Polling from PPP released late last night gives the former Pennsylvania senator a 45 to 32 percent lead over Romney in Missouri, which is conducting a non-binding primary. Newt Gingrich failed to qualify for the ballot in the state, and Ron Paul is running a distant third with 19 percent. Santorum is also ahead in the caucus state of Minnesota, where PPP shows him 9 points up on Romney, 33 to 24 percent, and just 10 points (37 -27 percent) behind the former Massachusetts governor in Colorado. Gingrich is running in third in both of those states.

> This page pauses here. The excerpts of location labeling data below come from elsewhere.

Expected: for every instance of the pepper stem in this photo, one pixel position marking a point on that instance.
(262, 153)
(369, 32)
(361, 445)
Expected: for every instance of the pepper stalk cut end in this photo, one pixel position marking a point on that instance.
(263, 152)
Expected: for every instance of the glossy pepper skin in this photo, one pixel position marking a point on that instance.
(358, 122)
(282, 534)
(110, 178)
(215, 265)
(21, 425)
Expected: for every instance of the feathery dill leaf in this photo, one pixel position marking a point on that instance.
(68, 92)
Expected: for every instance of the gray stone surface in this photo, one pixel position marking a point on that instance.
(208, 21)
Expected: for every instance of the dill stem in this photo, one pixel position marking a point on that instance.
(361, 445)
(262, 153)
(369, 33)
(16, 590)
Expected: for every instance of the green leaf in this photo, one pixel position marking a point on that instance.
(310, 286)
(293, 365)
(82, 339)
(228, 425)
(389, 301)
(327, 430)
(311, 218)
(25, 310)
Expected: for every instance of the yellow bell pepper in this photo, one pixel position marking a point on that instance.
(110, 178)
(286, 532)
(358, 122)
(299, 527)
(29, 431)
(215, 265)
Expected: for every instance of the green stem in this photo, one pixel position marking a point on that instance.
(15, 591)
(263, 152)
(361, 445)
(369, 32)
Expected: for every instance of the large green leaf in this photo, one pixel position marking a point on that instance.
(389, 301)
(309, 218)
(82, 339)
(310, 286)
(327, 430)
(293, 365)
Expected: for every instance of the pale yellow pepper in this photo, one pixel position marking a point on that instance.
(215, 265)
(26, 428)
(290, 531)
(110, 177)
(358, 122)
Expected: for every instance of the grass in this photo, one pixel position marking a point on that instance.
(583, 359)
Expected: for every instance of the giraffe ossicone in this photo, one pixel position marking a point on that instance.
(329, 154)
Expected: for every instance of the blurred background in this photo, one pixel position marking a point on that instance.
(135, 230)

Perhaps the most significant finding is that Santorum, who has mostly stayed in the background as Romney and Gingrich have traded vicious insults, enjoys favorable ratings of over 70 percent among Republicans in all three states — significantly higher than the scores for Romney and Gingrich. And Minnesota and Colorado are both particularly conducive to his emphasis on social and cultural issues, with activist-oriented caucus electorates in which the sorts of Christian conservatives who propelled him to his Iowa victory holding disproportionate sway.
It’s true that no convention delegates will be directly awarded through today’s contests, but there’s a clear opportunity for Santorum here. Look at it this way: In late December and early January, Gingrich’s numbers crashed and Santorum surged to his unlikely Iowa win*, setting up what briefly seemed like a two-man race between Romney and Santorum. But Santorum lost his momentum in New Hampshire, allowing Gingrich to get back in the game in South Carolina, where he was boosted by some serious super PAC assistance and the lack of attacks from Romney and the GOP establishment. But just about nothing has gone right since then for Gingrich, who seems decreasingly relevant by the day.
So the timing of today’s contests is fortuitous for Santorum. If he can post a series of breakthrough showings, it could help him supplant Gingrich as Romney’s chief rival. There’s still a theoretical opening for a conservative alternative to Romney to do some real damage in early March. With some wins today, it could be Santorum — and not Gingrich — who gets to play that role.
The Romney campaign clearly recognizes this potential. As soon as the South Carolina primary was over, they launched a relentless assault on Gingrich, determined to bury him once and for all, while leaving Santorum alone. But yesterday, they started attacking Santorum too, leading one of Santorum’s strategists to declare, “It’s a badge of honor that Romney has decided to try to destroy us.” He’s right, of course. It’s a sign of progress for Santorum that he’s again relevant enough to force the front-runner to issue nasty press releases. But if Santorum wins big tonight, the abuse will get a lot worse. Which means he should probably enjoy those 70 percent favorable ratings while they last.